The collapse of the dot.com IPO bubble, led to an unprecedented number of substantially identical private actions being filed by the class action bar. Although there are 309 amended complaints involving 309 issuers, the 309, cases each with separate named plaintiff(s) who bought the securities of the respective companies in the IPO or shares in the aftermarket traceable to the IPO, were consolidated for management purposes and assigned to Judge Scheindlin in the Southern District Court of New York. The court appointed as lead counsel an executive committee consisting of members of six class action law firms. At the direction of the court, plaintiffs filed a separate master allegation. In addition to the 309 issuers named as defendants, 55 investment bank underwriters were named as defendants as well as officers and directors of the issuer. The 55 underwriter defendants included most, if not all, of the big name investment banking firms and some lesser known firms. This is fascinating litigation and has implications for the allocation of “hot issue” IPOs that we do not pursue at this point.

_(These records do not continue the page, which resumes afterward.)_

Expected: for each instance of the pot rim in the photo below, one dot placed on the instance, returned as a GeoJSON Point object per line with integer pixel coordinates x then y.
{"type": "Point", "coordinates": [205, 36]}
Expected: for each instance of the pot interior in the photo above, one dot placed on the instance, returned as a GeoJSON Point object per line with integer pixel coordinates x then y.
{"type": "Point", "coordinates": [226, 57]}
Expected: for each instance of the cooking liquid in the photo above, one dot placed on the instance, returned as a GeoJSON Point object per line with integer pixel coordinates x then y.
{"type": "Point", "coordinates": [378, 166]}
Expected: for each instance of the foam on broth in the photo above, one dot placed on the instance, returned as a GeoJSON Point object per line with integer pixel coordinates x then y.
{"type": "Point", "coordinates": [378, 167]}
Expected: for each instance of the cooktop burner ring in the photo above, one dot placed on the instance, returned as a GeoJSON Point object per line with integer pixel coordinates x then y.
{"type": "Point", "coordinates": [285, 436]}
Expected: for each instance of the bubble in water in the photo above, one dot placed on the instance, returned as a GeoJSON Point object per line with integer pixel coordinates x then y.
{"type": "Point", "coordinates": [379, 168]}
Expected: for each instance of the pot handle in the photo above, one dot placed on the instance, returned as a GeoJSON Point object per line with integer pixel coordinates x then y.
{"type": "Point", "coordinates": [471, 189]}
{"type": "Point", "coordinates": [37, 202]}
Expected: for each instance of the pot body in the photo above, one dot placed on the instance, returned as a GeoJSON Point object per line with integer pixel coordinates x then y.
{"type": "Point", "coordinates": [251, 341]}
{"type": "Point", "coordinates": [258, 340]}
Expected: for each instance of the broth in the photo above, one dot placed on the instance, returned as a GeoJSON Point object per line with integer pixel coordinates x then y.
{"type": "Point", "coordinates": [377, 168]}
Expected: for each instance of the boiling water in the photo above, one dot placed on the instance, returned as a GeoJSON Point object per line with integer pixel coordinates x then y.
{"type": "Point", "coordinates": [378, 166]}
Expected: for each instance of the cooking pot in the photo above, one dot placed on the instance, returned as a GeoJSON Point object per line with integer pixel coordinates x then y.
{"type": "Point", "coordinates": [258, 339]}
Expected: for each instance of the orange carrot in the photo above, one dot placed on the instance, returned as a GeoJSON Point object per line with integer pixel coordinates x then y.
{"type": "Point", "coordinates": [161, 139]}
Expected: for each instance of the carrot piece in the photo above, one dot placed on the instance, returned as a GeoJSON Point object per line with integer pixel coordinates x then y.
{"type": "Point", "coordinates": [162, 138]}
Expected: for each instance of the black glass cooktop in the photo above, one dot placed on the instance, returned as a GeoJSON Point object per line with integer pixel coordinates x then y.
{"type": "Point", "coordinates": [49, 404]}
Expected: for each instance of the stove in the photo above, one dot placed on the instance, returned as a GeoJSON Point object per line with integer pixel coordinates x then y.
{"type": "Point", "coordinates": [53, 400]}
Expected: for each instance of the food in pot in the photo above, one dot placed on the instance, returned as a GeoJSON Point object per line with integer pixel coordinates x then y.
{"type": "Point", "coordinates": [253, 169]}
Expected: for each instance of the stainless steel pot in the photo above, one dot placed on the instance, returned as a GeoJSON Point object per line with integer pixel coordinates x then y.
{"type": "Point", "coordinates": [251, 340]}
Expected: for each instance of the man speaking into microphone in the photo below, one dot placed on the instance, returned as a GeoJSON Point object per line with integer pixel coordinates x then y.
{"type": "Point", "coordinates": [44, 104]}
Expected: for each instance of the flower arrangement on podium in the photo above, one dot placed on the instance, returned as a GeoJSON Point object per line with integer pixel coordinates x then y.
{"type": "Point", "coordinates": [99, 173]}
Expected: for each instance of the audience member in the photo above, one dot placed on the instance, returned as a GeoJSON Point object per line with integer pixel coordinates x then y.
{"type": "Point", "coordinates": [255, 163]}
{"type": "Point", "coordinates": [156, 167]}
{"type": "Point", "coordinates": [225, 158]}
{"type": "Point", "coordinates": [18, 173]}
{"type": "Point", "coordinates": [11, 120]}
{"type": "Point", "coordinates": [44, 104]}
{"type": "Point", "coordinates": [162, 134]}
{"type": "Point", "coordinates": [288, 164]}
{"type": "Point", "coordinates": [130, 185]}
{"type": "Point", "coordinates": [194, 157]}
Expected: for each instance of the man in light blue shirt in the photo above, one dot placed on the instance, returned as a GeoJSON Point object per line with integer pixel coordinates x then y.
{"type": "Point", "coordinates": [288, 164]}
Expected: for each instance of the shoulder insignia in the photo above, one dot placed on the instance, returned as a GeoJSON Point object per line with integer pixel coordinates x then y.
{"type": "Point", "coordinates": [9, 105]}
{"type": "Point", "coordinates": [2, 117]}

As a backdrop to the Rule 10b-5 claims, Judge Scheindlin has an extensive and informative discussion of the underwriting/distribution arrangements peculiar to new issues “for at least five decades.”[1] She cites studies that the typical IPO is underpriced so that aftermarket trading will open “at a price significantly higher than the offering price.” She draws some conclusions from this that may be arguable — that underpricing overall notwithstanding the money the issuer leaves on the table is attractive to the issuer as the higher market price permits the issuer to use “its stock as currency to make acquisitions, or by raising more capital through a higher-priced secondary offering.”[2] She noted that underpricing is particularly prominent during “hot issue” markets and refers to four such markets for IPOs during the last four decades — 1959-1962, 1967-1971, 1979-1983, and the most recent during which the IPOs subject to the litigation occurred, 1998-2000. She described the earlier hot issue market and noted several aspects of the latter (the dot.com hot market) relative to the others. First, the underpricing in the latter “was more extraordinary than the previous three hot issues markets.”[3] Whereas historically IPOs have been underpriced from 5 to 20%, during the dot.com hot market IPOs frequently opened at 100-200% of the offering price. Second, in a number of other hot markets with somewhat comparable increases in opening over offering price, relatively fewer companies were going public. Citing the month of February 2000 in which 55 companies went public compared to the historical average of 29 companies per month going public whereas in other hot issue markets in some instances the number of companies was well below the historical average. “Likewise, taking into account the number of months that witnessed extraordinary first day increases, the IPO market of the 1990s substantially surpassed each of the previous hot issues markets.”[4]

 


 

[1] In re Initial Public Offering Sec. Litig., 241 F. Supp. 2d 281, 300 (S.D.N.Y. 2003).

[2] In re Initial Public Offering Sec. Litig., 241 F. Supp. 2d 281, 320 (S.D.N.Y. 2003).

[3] In re Initial Public Offering Sec. Litig., 241 F. Supp. 2d 281, 306 (S.D.N.Y. 2003).

[4] In re Initial Public Offering Sec. Litig., 241 F. Supp. 2d 281, 307 (S.D.N.Y. 2003).